The big companies which make up the Ibex 35 index don’t normally fall more than 10% when they present their results (fortunately). But all the market’s attention was on technology firm Indra on Tuesday when it’s share price plummeted 12%, although it is still up 9% in the year so far. So what’s behind this slump?
The first reason can be found in the company’s nine months to September results, which were a huge disappointment to analysts and investors, even though its Brazil business has been a source of problems for some time.
Indra reported net profit of 48.1 million euros in January-September period, compared with the 560.8 million losses registered a year earlier. That said, the previous year’s results were distorted by high provisions.
Analysts have expressed doubts about some aspects of the results like margins and sales. Recurring Ebit rose to 34 million euros, 10% below market consensus. The other black spots are negative cash generation (5 million euros) and weak sales, which dropped 6.2%. By geographical areas, sales fell 2% in Spain; 20% in America and 1% in Europe. On the other hand, sales rose 12% in Asia, the Middle East and Africa.

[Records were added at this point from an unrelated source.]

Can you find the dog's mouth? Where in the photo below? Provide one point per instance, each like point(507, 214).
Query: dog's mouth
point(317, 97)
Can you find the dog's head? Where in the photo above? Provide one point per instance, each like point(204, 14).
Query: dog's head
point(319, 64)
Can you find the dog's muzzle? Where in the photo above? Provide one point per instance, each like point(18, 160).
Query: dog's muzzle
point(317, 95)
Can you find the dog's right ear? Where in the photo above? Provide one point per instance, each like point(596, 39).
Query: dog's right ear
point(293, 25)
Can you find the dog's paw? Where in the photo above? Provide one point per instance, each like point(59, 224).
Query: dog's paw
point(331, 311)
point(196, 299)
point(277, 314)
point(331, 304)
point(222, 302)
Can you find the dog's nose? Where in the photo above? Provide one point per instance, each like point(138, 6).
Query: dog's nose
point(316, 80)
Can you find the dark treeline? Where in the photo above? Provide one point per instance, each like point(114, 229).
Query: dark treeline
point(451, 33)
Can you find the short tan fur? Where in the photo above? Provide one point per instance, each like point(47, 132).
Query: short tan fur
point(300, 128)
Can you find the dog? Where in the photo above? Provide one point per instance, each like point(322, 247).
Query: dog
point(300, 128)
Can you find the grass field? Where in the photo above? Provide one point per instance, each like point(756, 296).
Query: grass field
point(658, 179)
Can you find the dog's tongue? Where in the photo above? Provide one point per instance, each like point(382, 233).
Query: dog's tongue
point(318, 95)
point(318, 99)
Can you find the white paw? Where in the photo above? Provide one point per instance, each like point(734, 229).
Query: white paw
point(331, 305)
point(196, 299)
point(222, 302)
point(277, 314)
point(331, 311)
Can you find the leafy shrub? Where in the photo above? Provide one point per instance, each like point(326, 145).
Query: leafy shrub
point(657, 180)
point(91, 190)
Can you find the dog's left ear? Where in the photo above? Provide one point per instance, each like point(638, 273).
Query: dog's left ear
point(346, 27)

Brazil’s economic difficulties are taking their toll on Indra, as well as other Spanish companies with business in that country. It also hasn’t helped that the company’s CEO, Fernando Abril Martorell, announced that Telefonica will sell its remaining stake sooner rather than later. (The telecommunications giant owned 6.1% of Indra but has already cut this to 3%).
Indra’s net debt stands at 666 million euros, 5% less than in December. But the general impression amongst the experts is that its results do not really provide much support for it to return to sustainable organic growth.